Skin Deep | Teen Ink

Skin Deep

June 4, 2018
By hasina BRONZE, Charlotte, North Carolina
hasina BRONZE, Charlotte, North Carolina
4 articles 0 photos 0 comments

Favorite Quote:
"I'm my own shrink, think things are after me, my catastrophe. I'm a kitchen sink, you don't know what that means because a kitchen sink to me.....is not a kitchen sink to you" -Twenty-One Pilots, Kitchen Sink

"The man says he doesn't love me and he doesn't love me. Then man tells me who he is and I listen" -Olivia Gatwood, Alternate Universe In Which I Am Unfazed By The Men Who Do Not Love Me

"Too Weird To Live, To Rare To Die" -Panic! At The Disco, TWTLTRTD

"I have stopped bringing flowers to the grave of the teenager I used to be" Blythe Biard

"Of all the weapons you fight with, your silence is the most violent" Paramore, Tell Me How

"The sun will rise, and we will try again" Twenty-One Pilot, Truce

"Someone will love you" Halsey, Sorry


Largest organs we as humans possess, my body is covered in skin. I know that’s not news to you but it’s new to me. When noticing things about myself, I’ll admit my skin is not where I begin.

But others do.

And it wasn’t long before I did too.

“It’s good skin” I tell myself, trying not to forget.

The things in my head are not conveyed through my skin, so I didn’t understand why people so hung up over something so juvenile, at least I didn’t yet.

See as a child the taunts didn’t offend me, until I found out it was supposed to. I had a set of things not to say so I didn’t become their stereotype, styles to wear my hair so it resembled my lighter classmates.
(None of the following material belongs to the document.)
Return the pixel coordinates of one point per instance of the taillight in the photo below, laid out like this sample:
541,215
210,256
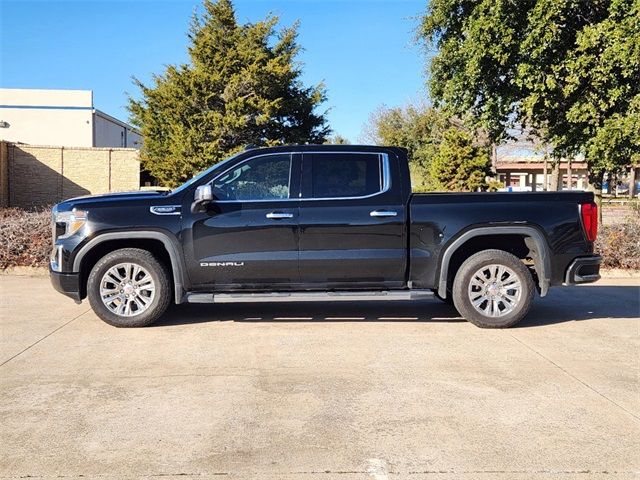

I wish I had told myself:

“It’s not skin deep” That way my reflection in the mirror would not taunt me and say

“Oh what will you do?” but to say instead

“I love you too”


The author's comments:

This piece is about self acceptance and self love. Becoming one with your skin and deciding to love it. I struggled with self love for some time and as an African American woman it was hard to accept the shade you are when society tells you it isn't beautiful. Sometimes I listened other times I threw on a fake smile. This piece is abiut replacing the face smile with a new one saying "I'm Black and I'm proud, my life matters, I matter."